Melum thought he was “hallucinating” when he heard a buck grunting less than 10 minutes after he sat down Nov. 28. He saw movement soon after, and a mature nine-point buck stepped out of some pines in the marsh. After shooting the buck at about 70 yards with his .270 rifle, he spotted a smaller buck fleeing the scene.
When he reached his buck, he noticed its antlers resembled a pair of shed antlers he found during the spring turkey season. After dragging the deer to camp, he compared its antlers to the sheds.
“They were a perfect match, right down to the same broken brow tine,” Melum said.
Later that day about 125 miles to the southwest, Doug Duren shot a mature nine-point buck on his family’s property near Cazenovia, Wisconsin, in Richland County. Much like Melum, Duren also alternates between still-hunting and stand-hunting after opening weekend.
He never fired a shot opening weekend, recalling that fog reduced visibility to about 75 yards much of Nov. 22. The fog lifted before the next morning, but by 11 a.m., a rainstorm moved in.

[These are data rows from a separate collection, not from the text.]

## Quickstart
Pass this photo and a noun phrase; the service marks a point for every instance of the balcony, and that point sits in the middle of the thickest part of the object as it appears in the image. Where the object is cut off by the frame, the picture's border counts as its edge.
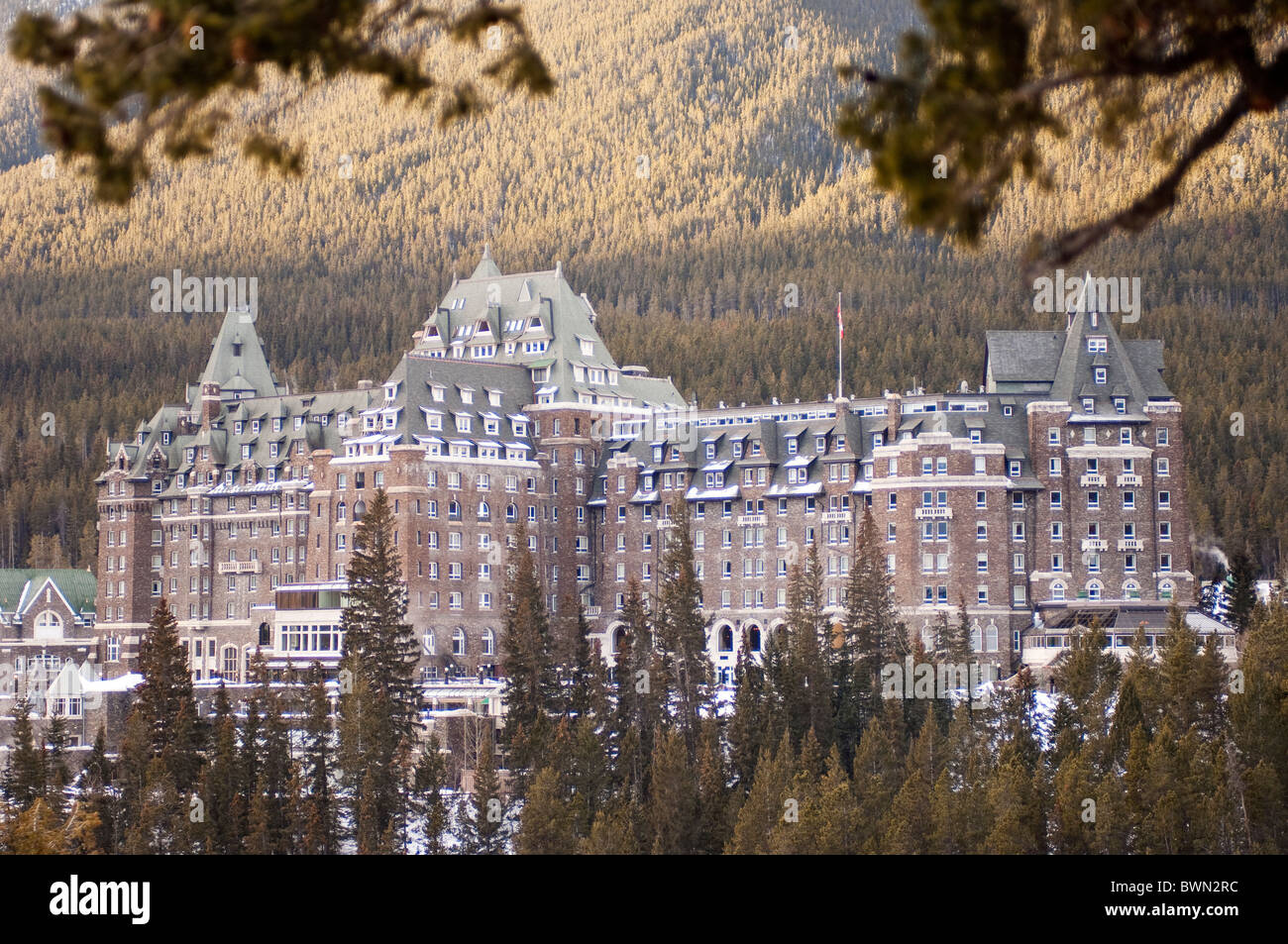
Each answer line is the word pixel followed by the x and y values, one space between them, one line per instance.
pixel 932 513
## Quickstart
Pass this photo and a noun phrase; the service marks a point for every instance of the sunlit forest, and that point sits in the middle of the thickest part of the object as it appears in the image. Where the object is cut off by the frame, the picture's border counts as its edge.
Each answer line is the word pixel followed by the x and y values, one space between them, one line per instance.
pixel 686 172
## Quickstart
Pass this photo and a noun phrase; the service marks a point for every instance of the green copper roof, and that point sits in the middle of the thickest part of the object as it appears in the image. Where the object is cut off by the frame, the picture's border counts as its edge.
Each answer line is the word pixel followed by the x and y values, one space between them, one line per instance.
pixel 17 586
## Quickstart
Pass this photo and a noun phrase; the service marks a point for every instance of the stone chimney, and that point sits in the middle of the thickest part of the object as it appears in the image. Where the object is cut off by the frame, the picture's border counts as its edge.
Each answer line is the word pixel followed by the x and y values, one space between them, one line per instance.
pixel 210 403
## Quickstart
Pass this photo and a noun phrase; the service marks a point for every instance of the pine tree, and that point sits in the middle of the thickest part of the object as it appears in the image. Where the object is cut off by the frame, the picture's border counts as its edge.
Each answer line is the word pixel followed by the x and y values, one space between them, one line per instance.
pixel 764 809
pixel 531 685
pixel 165 702
pixel 99 800
pixel 377 639
pixel 483 814
pixel 682 630
pixel 546 826
pixel 378 695
pixel 25 778
pixel 220 784
pixel 428 805
pixel 1241 591
pixel 639 697
pixel 673 797
pixel 320 833
pixel 806 689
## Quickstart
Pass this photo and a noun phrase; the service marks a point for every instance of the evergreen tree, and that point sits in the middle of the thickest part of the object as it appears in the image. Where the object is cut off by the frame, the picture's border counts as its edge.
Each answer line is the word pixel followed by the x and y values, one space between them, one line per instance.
pixel 378 695
pixel 483 813
pixel 674 797
pixel 428 805
pixel 222 785
pixel 25 778
pixel 531 684
pixel 682 630
pixel 320 832
pixel 546 826
pixel 165 702
pixel 1241 591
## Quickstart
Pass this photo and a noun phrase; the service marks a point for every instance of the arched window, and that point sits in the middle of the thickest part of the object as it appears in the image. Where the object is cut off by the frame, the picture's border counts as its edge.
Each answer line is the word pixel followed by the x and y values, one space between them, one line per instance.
pixel 50 625
pixel 231 669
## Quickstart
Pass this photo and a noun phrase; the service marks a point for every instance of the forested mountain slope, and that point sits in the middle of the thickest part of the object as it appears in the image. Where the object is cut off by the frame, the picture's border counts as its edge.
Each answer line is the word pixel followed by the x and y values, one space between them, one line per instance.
pixel 684 172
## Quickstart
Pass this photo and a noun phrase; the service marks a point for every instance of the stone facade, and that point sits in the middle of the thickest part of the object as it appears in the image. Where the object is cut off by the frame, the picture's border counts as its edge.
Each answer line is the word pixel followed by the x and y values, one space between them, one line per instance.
pixel 1059 481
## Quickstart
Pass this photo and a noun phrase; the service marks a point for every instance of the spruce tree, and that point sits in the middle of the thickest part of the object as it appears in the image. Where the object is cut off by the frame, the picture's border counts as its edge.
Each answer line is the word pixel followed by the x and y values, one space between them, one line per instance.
pixel 165 702
pixel 428 805
pixel 531 682
pixel 673 797
pixel 484 829
pixel 546 826
pixel 682 630
pixel 380 697
pixel 220 784
pixel 26 777
pixel 317 764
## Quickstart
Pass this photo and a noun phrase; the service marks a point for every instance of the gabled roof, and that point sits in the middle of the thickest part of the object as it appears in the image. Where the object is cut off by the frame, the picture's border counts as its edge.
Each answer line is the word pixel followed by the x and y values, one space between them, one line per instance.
pixel 20 587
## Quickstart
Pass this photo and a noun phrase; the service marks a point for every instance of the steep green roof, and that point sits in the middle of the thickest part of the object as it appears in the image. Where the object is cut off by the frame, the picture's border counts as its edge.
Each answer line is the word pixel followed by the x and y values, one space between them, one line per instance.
pixel 18 584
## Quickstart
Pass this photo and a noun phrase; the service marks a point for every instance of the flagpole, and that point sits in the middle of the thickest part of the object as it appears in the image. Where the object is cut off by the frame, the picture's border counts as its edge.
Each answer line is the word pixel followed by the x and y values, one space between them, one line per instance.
pixel 840 338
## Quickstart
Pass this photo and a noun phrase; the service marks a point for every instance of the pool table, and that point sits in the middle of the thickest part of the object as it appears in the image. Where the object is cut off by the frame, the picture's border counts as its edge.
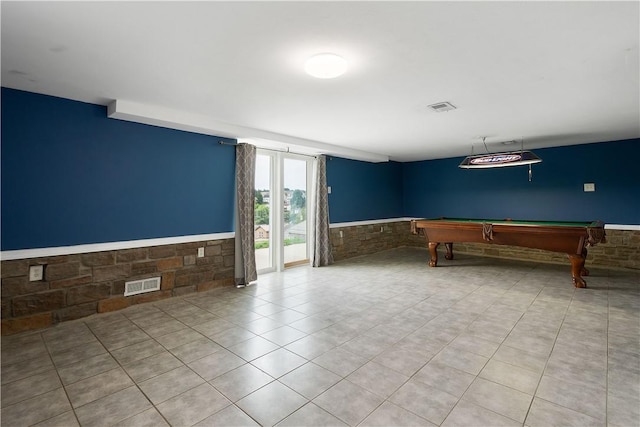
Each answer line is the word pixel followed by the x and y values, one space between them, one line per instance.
pixel 571 238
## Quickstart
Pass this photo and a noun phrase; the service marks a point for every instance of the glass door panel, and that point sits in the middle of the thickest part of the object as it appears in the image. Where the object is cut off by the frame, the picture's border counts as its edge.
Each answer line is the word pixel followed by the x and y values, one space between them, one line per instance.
pixel 263 231
pixel 295 224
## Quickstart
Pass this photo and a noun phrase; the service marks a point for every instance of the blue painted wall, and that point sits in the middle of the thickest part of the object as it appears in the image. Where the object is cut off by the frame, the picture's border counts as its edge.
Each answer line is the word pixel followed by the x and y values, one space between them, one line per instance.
pixel 364 191
pixel 71 176
pixel 439 188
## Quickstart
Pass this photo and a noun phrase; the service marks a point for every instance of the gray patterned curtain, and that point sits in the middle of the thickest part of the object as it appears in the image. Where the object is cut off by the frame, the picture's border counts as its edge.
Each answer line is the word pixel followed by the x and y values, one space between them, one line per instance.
pixel 245 265
pixel 322 254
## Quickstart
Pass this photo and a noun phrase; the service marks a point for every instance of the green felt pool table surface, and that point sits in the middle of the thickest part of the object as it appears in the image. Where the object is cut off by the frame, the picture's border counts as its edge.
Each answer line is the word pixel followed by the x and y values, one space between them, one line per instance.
pixel 570 237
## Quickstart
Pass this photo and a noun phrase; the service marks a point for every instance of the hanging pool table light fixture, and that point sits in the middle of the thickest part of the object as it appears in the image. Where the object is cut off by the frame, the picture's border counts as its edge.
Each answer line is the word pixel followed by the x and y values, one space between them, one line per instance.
pixel 500 160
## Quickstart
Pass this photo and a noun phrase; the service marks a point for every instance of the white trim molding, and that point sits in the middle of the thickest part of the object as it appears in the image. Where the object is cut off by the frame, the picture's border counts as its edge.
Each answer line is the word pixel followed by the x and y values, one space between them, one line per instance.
pixel 132 244
pixel 109 246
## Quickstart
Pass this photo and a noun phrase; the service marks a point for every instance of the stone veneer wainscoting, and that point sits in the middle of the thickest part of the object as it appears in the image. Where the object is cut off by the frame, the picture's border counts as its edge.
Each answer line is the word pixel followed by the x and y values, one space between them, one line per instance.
pixel 621 250
pixel 79 285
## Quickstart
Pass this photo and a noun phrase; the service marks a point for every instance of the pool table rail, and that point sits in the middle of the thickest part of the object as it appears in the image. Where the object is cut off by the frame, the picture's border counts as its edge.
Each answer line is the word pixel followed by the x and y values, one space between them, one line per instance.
pixel 565 237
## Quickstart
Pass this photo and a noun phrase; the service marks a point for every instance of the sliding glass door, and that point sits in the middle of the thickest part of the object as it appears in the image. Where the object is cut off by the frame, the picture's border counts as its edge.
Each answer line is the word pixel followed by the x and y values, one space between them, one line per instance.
pixel 281 226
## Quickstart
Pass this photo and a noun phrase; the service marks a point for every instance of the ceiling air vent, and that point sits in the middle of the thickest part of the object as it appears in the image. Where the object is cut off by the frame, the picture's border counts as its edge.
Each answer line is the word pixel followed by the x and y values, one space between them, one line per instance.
pixel 441 107
pixel 141 286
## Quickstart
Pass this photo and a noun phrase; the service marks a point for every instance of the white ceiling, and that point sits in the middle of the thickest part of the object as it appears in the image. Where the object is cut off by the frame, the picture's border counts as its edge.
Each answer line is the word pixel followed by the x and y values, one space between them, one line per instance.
pixel 547 73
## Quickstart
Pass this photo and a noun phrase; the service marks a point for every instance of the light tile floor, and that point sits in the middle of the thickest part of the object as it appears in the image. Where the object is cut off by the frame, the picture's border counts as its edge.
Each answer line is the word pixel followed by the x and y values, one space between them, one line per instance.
pixel 380 340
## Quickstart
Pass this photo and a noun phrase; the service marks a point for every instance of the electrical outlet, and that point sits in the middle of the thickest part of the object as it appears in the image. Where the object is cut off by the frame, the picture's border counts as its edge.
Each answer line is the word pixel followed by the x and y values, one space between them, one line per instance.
pixel 36 273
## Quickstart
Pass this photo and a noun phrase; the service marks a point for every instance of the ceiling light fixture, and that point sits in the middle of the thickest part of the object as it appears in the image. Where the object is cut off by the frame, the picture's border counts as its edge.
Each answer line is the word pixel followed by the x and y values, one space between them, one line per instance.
pixel 326 66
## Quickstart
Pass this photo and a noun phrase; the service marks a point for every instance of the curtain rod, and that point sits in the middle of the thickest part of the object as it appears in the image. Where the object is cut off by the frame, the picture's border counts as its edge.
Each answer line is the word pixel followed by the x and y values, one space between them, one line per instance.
pixel 278 151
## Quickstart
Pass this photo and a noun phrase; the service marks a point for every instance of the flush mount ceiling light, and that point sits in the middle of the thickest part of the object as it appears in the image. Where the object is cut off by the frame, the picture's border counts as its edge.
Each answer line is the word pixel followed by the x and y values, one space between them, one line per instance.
pixel 325 66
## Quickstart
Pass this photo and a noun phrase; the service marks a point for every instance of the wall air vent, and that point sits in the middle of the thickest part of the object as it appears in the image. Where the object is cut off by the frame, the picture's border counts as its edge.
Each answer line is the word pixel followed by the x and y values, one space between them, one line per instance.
pixel 141 286
pixel 441 107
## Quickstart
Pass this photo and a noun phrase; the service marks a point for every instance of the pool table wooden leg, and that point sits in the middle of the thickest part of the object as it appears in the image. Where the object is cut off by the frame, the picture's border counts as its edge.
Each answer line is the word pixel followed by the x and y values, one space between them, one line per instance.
pixel 577 267
pixel 449 254
pixel 433 250
pixel 584 271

“We have a lot of deer around there, but this year was the slowest opener I remember,” Duren said. “I didn’t hear much shooting, and our group never killed a deer opening weekend. I figured things had to improve later in the week. Judging by the gunshots, hunters in our area did better after Thanksgiving than opening weekend.”
Duren was with two others when he pushed the nine-pointer past one of them while still-hunting. Unfortunately, one of his partners wounded the buck and they had to trail it. Duren eventually sneaked up on it late in the day, and fired a fatal shot when it jumped from a patch of tall grass.
“That was one of the better days I’ve ever had hunting,” Duren said. “The deer were back in their natural patterns. That’s why I always try to get out later in the season.”